/* ---- Google Analytics Code Below */

Thursday, March 20, 2008

Reflecting on the Journal-ist Within Us

I was at Barnes & Noble last week looking through their stock of journals. I was attracted to a leather bound volume with graph-paper pages. The graph paper appealed to my engineering dimension. Perhaps I could use the pages to sketch graphs of interesting relationships? It also made me reflect on the number of times I have kept and have been involved with journals of all types. I kept a written journal from an early age, using it to record plans and thoughts through my university years. Rereading these years later has often been revealing. In college I was a very careful and neat note-taker. Decades of typing have changed that.
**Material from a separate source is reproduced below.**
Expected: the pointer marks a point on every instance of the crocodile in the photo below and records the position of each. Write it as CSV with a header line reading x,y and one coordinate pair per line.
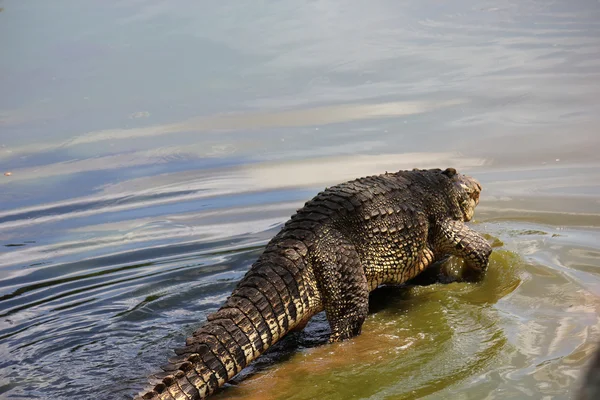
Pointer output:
x,y
342,244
An early task in a corporate setting, before desktops were common, was to investigate how formal laboratory notebooks could be recorded and 'signed' using a computer. The simple act of signing such a journal turned out to be an impediment that took some time to solve. A light pen was an early solution. Later, as part of a team looking at artificial intelligence applications, we used bound paper journals to record our notes, seeking to formalize intellectual property results.
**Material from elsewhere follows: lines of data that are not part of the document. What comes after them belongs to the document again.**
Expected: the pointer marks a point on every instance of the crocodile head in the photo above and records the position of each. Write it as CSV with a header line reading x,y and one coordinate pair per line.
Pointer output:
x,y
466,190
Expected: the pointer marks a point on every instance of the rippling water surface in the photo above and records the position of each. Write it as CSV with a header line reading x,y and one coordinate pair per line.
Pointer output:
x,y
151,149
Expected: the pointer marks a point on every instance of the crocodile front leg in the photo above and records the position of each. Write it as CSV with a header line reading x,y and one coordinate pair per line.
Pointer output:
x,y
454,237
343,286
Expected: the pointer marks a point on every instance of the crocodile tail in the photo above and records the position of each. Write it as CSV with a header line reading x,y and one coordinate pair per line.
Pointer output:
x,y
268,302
When the first E-mail systems emerged in the corporation in the late 70s, I started to use electronic messages, or informal notes to myself (that were also accessible to others) to record thoughts and findings so I could refer to them later. Ironically, almost all of these journals, except a few I printed out, are now gone. Lost to changing computing systems. Hand written journals would likely have survived.

Always had a fascination with the journals of others. From Pepys' diary to the insight gleaned from laboratory notebooks that attempt to trace the specifics of experimentation. As archives, as proof and trails of current and past thinking. An internal need to be a primitive journalist.

I started a corporate blog in 2002. In part for myself, and in part to inform others about my research. Technology had improved to make it easy to share and search this journal. Remembering my lost journals of previous years I carefully backed up the journal, which grew to 4100 posts by the time I completed it. It's on a CD-Rom, which should survive, shouldn't it? I still have punch cards from that era, but nothing to read them on. This blog is the surviving echo of that company effort.

After looking at the leather bound journal at Barnes & Noble for some time I put it back on the shelf. Can I ever go back to keeping a paper journal? Are there advantages to doing that?